The COVID-19 pandemic hit North America only a few months after patient enrollment started in October 2019, ultimately affecting recruitment and in-person follow-up assessments of those who were able to enroll.
In the poster “COVID-19 mitigation strategies utilized in the Radicava/edaravone findings in biomarkers from ALS (REFINE-ALS) study” (abstract CLT-05), researchers presented data on the impact of COVID-19-related restrictions in the study’s progression and the strategies implemented to overcome them while ensuring patients’ safety.
COVID-19-related restrictions slowed clinical site openings, forced the temporary closure of some opened sites, slowed or halted patient recruitment, and prevented in-office visits for most of the enrolled participants.
In addition, “global supply chain limitations caused delays in the availability of laboratory kits for sample collection, and closure of research laboratories prevented processing of [such samples],” the researchers wrote.
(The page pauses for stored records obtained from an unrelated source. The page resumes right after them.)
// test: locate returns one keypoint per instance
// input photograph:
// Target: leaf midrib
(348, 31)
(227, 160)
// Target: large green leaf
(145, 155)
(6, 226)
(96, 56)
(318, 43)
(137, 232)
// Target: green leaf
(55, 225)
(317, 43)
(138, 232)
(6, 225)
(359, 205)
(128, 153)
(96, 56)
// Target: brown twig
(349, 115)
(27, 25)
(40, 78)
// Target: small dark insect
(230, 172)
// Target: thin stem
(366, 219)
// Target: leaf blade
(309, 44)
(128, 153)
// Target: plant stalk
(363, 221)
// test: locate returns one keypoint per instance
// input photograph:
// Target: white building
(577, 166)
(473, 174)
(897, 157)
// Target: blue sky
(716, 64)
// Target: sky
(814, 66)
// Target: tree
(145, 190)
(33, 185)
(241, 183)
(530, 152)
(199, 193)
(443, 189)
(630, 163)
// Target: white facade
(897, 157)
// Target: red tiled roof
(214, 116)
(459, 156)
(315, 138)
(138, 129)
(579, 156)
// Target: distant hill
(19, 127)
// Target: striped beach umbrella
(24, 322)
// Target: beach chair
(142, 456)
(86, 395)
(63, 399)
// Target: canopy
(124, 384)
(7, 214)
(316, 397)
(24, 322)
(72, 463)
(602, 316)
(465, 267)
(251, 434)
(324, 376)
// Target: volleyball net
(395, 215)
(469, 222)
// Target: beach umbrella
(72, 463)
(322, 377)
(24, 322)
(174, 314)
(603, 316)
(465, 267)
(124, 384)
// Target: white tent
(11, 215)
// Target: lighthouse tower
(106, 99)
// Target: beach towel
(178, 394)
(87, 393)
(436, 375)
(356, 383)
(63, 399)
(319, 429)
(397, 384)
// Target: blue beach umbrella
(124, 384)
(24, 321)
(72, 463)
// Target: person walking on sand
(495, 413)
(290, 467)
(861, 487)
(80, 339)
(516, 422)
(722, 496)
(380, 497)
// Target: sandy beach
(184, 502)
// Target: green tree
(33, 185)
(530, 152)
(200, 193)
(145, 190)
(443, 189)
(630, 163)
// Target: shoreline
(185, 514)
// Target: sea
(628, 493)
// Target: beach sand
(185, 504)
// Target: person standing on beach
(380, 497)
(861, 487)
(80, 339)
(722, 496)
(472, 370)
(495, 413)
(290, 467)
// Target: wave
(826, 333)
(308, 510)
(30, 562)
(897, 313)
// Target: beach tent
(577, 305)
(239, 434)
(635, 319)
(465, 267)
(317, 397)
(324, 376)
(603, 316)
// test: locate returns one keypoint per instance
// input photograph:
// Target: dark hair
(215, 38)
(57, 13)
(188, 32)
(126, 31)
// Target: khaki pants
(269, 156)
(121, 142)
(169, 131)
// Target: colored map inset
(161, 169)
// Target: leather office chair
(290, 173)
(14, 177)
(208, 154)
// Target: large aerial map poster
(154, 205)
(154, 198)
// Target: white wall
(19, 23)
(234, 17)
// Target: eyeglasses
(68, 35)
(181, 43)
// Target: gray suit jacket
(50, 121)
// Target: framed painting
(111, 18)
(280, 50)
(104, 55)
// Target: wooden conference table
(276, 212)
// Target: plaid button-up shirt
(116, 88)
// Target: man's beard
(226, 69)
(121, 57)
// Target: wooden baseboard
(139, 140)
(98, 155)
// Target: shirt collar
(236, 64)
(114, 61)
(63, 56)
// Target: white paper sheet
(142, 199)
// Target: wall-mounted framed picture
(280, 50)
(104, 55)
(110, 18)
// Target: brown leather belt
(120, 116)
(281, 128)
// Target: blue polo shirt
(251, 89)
To overcome these challenges, MTPA implemented mitigation strategies in January through revisions of the study’s protocol. These proactive measures included the option to participate virtually through telemedicine (medical care delivered virtually) and home health agencies instead of hospital or in-office visits.
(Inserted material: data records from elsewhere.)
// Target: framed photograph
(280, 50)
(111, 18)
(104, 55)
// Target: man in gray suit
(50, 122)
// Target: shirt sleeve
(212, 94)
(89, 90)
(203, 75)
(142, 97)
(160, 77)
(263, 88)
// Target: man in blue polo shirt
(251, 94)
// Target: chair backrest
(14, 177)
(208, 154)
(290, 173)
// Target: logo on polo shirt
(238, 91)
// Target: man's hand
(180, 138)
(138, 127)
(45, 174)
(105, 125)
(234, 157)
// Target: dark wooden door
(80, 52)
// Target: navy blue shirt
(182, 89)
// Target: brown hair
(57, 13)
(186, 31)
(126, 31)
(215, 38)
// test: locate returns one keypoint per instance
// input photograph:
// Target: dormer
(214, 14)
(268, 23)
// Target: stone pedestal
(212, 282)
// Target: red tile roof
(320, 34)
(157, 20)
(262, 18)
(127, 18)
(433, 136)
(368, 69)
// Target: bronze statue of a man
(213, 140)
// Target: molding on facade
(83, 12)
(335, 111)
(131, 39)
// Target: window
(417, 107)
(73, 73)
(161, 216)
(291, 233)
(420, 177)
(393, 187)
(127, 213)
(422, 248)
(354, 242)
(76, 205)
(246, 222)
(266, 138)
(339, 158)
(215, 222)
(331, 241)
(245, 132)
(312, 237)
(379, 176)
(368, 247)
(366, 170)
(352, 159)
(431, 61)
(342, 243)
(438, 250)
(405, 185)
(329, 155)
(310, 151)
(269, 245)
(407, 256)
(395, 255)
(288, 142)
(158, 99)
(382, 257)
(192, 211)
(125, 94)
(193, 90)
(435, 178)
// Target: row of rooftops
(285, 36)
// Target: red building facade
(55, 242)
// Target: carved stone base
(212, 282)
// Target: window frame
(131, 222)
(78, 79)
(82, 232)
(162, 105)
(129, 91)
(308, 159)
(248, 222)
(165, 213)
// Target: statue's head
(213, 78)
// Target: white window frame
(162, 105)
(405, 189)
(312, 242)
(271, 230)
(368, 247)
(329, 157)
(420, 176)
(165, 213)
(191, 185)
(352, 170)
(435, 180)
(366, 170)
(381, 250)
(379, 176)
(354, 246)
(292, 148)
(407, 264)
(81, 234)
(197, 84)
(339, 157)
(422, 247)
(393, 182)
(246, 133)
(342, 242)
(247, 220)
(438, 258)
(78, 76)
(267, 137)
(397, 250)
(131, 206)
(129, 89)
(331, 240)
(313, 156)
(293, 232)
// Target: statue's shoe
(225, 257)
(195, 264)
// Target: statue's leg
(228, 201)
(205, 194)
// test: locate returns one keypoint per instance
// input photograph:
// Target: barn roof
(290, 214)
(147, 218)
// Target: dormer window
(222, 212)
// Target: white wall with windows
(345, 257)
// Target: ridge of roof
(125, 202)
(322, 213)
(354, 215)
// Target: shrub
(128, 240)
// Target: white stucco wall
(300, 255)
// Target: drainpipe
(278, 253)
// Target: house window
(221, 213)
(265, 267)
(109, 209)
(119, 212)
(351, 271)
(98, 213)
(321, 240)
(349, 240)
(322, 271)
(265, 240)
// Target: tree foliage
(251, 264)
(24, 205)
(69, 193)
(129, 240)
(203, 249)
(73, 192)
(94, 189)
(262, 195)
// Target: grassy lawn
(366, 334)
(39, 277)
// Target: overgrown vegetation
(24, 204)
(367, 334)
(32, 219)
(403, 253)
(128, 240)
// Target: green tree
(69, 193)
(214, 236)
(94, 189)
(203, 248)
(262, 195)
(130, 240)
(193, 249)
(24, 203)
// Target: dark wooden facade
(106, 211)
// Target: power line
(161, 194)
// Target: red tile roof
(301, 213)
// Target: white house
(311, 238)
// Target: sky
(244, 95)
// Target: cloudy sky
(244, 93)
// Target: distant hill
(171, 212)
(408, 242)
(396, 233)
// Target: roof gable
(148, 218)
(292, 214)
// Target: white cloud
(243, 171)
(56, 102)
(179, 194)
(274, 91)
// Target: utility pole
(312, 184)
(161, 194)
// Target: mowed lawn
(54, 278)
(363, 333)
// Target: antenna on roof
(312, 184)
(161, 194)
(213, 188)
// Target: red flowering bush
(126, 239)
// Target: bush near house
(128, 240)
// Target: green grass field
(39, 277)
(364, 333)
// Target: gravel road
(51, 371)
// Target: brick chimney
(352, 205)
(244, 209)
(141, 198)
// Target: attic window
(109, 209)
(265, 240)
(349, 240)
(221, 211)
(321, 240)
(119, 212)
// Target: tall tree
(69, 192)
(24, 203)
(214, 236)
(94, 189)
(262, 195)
“Workflows were developed to perform and document at-home visits by trained healthcare clinicians to collect blood samples, perform clinical assessments, and measure [lung function],” the researchers added.
Study investigators were informed of upcoming protocol changes through webinars in autumn 2020, and remote-visit training was conducted early this year.
“The COVID-19 mitigation strategies employed in the REFINE-ALS study may be applicable to other clinical studies in ALS and may help improve clinical trial procedures in future studies,” the researchers wrote.
Details on evaluated biomarkers and an overall study update were shared in the poster “Biomarker assays utilized in the Radicava/edaravone findings in biomarkers from ALS (REFINE-ALS) study” (abstract CLT-29).
Select biomarkers examined in the study, using the expertise of multiple specialty laboratories, include those involved in oxidative stress, inflammation, nerve cell damage or death, and muscle injury.
Epigenetic biomarkers, representing mechanisms that influence a gene’s activity without altering its underlying DNA sequence, are also being assessed, as well as a biomarker discovery panel called SOMAscan.
In addition, participants may choose to receive their genetic results for five genes — SOD1, TARDBP, C9ORF72, FUS, and VCP — whose mutations are associated with ALS. Advanced tele-genetic information will be made available for those who choose to receive this information.
MTPA is also exploring the best way to use biobank samples from matched, untreated ALS patients for biomarker comparisons.
As of June, 33 patients had been enrolled in REFINE-ALS. Samples from the pre-treatment visit and the beginning of the first cycle from the first 16 participants were analyzed for all biomarkers as a pilot evaluation.
Results showed that all but two biomarker tests provided reliable results. The two exceptions included tests for two oxidative stress markers, for which a large proportion of the results were below the limit for detection. As such, these laboratory tests are being revised.
The company also developed a set of steps for data transfer and analysis to assess the therapy’s pharmacodynamics — effects on the body, or in this case, on the evaluated biomarkers — while within the treatment cycle and its association with clinical outcomes.
“The results of this study may help to identify biomarkers predictive of response to [Radicava] and biomarkers of pharmacodynamic response to [Radicava] that may elucidate biological mechanisms,” the researchers wrote.
“Researchers have faced many challenges over the last year, but our commitment to learning more about ALS and response to treatment with RADICAVA in a real-world setting has remained constant,” said James Berry, MD, the study’s principal investigator and the director of the NCRI.
“Our ongoing, adaptable collaboration with MTPA has allowed the REFINE-ALS study to continue enrollment and analyses of these complex biomarkers as a way to enhance understanding of ALS treatment,” Berry added.